"Bah!" cried Bufton, "I would have provided well for the girl--have done all except marry her. That was impossible. I needed an heiress, and I got that other. That thing; that dancing, singing thing; fit only to be the wife of her mistress's coachman, or some porter."

"Wherefore you desire vengeance?"

"Vengeance! Oh, my God! if I could but have that on her and him--this insolent, supercilious sailor. If I could. If I could."

"Yet you were always an admirer of superciliousness yourself."
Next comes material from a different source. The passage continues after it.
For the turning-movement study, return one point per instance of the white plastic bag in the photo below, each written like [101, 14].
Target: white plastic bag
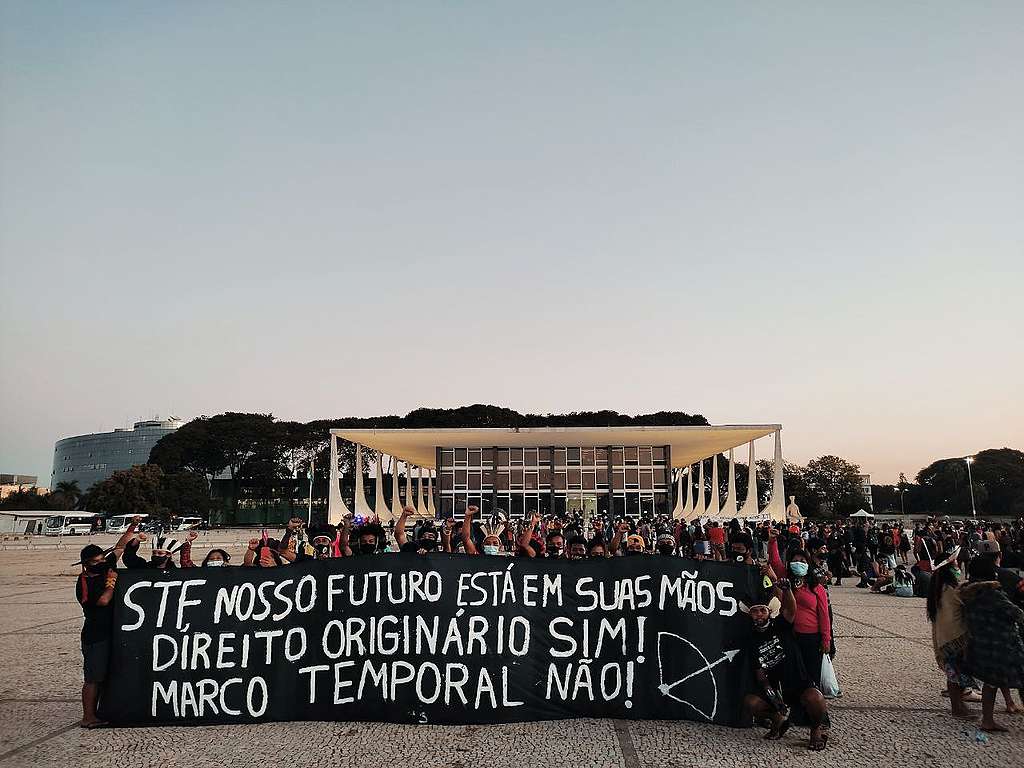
[829, 684]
"Bah!" he cried again, "amongst wits and men of fashion, yes! There it is suitable. But this fellow, this broken-down, impoverished man of birth, who can do no better than go a-sailing. And to be supercilious to me!"

"Vengeance, eh?" said Lewis Granger, meditating--pretending to meditate. "Vengeance."

"Ay, vengeance on both; but I know not how to obtain it."

"Do you know," said Granger quietly--softly, indeed--"that both are in this neighbourhood? Not two miles away from where we now sit."

"What!" cried Bufton, full of astonishment. "What! Both here; two miles away! It is impossible."

"Nevertheless it is true. Sir Geoffrey is in command of a French prize called the Mignonne, which lies off Bugsby's Hole. Anne--Bufton," with his eyes full on the man before him, "is in attendance on her mistress, Lady Barry."